Co najmniej 15 osób zginęło, około 40 jest rannych, w tym 15 w stanie krytycznym, po eksplozji w autobusie w niedzielę w centrum izraelskiego miasta Hajfa - podały miejscowe źródła policyjne. Liczba ofiar śmiertelnych zamachu może się powiększyć.

REKLAMA

Szef lokalnej policji Jakow Borowski powiedział, że niewykluczone, że sprawcą zamachu był palestyński terrorysta-samobójca. Potężna eksplozja w jednym z autobusów poważnie uszkodziła inny, zaparkowany blisko autobus, a także dziesiątki innych pojazdów. Wybuch w Hajfie jest drugim w ciągu 12 godzin zamachem na cywilów w Izraelu. Wczoraj przed północą w niedzielę radykalna organizacja Islamska Dżihad przeprowadziła podwójny samobójczy zamach na zatłoczonej ulicy w centrum Jerozolimy. W jego wyniku śmierć poniosło, poza samobójcami, 10 osób, a ponad 180 zostało rannych. Izraelczycy odpowiedzialnością za zamachy obciążyli przywódcę Autonomii Palestyńskiej, Jasera Arafata. Przebywający z wizytą w Stanach Zjednoczonych premier Izraela Ariel Szaron postanowił skrócić swoją wizytę. Spotkanie z prezydentem Bushem zostało przyspieszone, by Szaron mógł wrócić do kraju. W reakcji na zamach w Hajfie przedstawiciel izraelskiego MSZ Gideon Meir zapowiedział, że decyzje podjęte będą po powrocie Szarona z USA. Szef MSZ zapowiedział, że po powrocie premiera Ariela Szarona ze Stanów Zjednoczonych podjęte zostaną decyzje, które zmienią politykę Izraela wobec Palestyńczyków

Działają również władze Palestyny.
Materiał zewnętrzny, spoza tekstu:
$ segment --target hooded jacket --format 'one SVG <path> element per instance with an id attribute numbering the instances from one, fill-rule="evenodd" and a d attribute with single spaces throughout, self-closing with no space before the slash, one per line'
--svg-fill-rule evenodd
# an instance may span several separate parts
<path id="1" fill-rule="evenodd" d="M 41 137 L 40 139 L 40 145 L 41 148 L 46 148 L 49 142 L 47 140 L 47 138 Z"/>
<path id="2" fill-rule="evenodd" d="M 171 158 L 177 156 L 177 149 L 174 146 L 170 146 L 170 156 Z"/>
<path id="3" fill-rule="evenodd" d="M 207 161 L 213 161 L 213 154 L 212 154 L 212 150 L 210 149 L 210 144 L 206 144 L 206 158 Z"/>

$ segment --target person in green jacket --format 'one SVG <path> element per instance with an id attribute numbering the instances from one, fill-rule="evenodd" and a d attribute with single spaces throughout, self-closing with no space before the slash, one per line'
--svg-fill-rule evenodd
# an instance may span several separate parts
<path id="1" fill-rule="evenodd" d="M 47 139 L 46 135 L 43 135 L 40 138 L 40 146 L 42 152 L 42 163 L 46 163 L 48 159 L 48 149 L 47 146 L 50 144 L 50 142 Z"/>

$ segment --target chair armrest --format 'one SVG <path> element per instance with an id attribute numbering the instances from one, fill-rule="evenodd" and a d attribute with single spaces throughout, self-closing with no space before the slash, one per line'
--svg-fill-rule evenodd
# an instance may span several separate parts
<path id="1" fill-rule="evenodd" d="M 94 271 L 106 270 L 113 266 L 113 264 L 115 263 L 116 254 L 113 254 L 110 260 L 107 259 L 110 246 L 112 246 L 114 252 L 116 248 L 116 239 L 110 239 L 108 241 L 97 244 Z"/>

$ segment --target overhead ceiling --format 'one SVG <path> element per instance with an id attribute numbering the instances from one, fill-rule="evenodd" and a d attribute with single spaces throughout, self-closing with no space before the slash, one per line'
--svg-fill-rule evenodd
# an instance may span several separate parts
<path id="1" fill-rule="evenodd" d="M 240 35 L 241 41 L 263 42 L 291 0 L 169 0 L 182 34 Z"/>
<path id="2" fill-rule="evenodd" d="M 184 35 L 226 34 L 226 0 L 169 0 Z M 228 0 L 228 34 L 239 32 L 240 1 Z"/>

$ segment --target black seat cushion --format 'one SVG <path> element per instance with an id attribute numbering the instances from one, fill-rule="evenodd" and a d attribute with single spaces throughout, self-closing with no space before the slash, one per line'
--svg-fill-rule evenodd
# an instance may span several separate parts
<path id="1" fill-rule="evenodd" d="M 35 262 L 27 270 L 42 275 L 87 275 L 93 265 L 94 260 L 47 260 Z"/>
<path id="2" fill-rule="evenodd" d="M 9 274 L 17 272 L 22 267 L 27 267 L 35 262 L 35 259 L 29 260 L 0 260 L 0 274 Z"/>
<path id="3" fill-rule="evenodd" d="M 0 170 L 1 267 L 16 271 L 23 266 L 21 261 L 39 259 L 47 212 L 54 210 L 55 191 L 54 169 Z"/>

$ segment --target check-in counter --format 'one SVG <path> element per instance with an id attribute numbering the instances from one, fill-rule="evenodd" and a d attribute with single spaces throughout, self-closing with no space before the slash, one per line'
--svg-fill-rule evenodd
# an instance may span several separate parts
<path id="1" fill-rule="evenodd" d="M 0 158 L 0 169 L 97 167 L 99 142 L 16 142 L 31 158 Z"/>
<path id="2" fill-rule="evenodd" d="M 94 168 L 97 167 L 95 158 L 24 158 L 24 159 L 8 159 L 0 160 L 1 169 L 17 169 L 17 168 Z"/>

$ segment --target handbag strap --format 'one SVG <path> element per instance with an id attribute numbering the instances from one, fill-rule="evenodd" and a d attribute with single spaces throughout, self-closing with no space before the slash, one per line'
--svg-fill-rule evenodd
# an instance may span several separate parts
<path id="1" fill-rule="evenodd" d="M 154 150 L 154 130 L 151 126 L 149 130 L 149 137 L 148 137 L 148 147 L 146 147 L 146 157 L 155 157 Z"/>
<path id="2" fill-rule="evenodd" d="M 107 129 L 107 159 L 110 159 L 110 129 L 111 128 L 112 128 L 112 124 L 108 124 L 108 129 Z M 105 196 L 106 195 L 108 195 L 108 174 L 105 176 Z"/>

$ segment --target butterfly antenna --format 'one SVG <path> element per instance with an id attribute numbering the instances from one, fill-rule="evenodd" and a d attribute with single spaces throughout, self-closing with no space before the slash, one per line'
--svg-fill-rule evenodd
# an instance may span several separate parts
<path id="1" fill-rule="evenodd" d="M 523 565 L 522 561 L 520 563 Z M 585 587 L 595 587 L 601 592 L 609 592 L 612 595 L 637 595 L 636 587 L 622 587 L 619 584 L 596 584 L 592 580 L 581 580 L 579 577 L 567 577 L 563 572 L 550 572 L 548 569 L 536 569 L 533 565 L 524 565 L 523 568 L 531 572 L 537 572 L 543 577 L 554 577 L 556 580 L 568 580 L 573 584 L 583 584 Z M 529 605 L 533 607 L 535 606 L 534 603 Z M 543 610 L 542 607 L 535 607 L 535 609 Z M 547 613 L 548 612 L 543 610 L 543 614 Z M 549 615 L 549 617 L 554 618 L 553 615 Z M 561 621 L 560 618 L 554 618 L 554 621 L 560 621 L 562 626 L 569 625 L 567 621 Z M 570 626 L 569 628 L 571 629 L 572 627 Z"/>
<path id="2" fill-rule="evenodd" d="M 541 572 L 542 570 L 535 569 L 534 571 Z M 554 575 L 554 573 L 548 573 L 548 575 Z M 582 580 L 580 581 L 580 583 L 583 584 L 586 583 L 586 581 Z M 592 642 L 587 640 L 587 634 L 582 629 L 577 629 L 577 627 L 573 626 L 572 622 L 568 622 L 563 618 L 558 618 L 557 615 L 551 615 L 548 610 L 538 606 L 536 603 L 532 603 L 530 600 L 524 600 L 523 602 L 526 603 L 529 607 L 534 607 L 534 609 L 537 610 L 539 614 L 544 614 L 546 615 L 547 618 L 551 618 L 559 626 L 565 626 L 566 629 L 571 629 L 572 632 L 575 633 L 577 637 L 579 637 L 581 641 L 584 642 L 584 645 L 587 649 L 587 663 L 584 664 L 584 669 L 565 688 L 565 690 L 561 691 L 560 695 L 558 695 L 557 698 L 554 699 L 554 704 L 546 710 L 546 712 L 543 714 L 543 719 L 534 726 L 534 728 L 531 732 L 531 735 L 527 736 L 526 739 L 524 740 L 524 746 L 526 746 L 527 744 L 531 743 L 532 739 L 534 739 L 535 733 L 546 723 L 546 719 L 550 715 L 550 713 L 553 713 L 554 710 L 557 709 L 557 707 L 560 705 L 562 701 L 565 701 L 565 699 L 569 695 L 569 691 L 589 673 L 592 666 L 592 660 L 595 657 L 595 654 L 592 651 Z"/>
Jaser Arafat potępił zamachy i zwołał pilne posiedzenie władz Autonomii. Mają na nim zapaść "bardzo poważne i pilne decyzje", jak powiedział jeden z jego współpracowników. Spotkanie to już się rozpoczęło. Według agencji France Presse uczestniczą w nim dowódcy palestyńskich sił bezpieczeństwa, ministrowie oraz kierownictwo Organizacji Wyzwolenia Palestyny. Jednak według ekspertów, Arafat nie jest w stanie powstrzymać przemocy - nie chcą mu się podporządkować radykalne ruchy islamskie, a nawet część OWP. Izrael siedmiokrotnie wypracował porozumienia z Jaserem Arafatem o zawieszeniu broni. Niestety, nie udało mu się wypełnić żadnego ze zobowiązań.